I responded in the GitHub pull request with a technical issue with the proposal as-written. Posting here to also voice concerns about the overall structure of this EIP:
In general, I feel this doesn’t need to be an EIP, since it doesn’t need to be a standard that multiple contracts implement. If people wish to give meaning to arbitrary data that is just announced/timestamped on an EVM blockchain, it doesn’t need to be implemented by multiple smart contracts (since that mentality is aiming to skew away from smart contracts). Instead, just one contract needs to exist with a method anyone can call, to trigger an event with arbitrary data. And actually many of those already exist from the early days of Ethereum when people were experimenting with simple “greeter” contracts. What benefit is to be gained by a project organizer deploying a smart contract for their project that allows people to trigger “Inscribe” events, but doesn’t use any other smart contract benefits?

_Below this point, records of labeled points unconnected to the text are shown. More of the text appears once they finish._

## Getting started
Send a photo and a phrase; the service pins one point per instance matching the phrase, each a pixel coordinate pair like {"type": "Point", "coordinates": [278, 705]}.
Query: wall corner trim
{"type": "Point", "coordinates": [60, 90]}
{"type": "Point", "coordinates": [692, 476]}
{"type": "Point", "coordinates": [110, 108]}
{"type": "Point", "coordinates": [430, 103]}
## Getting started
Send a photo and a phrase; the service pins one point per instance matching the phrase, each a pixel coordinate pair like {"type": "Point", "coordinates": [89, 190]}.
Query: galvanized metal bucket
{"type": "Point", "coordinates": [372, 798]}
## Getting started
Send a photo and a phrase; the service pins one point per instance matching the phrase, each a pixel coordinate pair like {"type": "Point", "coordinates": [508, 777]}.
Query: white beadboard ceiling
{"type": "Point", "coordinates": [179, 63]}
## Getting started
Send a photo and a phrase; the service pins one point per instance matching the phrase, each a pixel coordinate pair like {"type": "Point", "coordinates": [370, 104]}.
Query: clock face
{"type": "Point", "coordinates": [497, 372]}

That “only” is discounting one other thing I think is important: Event indexers already exist. Web3 SDK libraries give easy access to filter and query Events (as they’re exposed by the JSON-RPC node APIs), but calldata isn’t as easily filterable. An additional benefit you get by “paying twice” is the ability for many other nodes to present your data in a more convenient package, and so will show up in some form in explorers, wallets, and portfolio tools without them needing to specifically modify to support it.
If this is to become an accepted EIP, a technical concern with the formatting chosen: If the data
value of the event is forced to be a data URI, then why is it defined as a bytes
value rather than a string
value? I would suggest dropping the requirement that it be a data URI in format, and allow any data
to be present. That allows for implementations to use whatever data encoding they prefer (e.g. protobuf or BSON). Using BSON or Solidity data encoding would encode the data more compactly (and therefore reduce the cost to inscribe). The data URI format needing to start with data:
means every inscription has five extra bytes it needs to pay to store.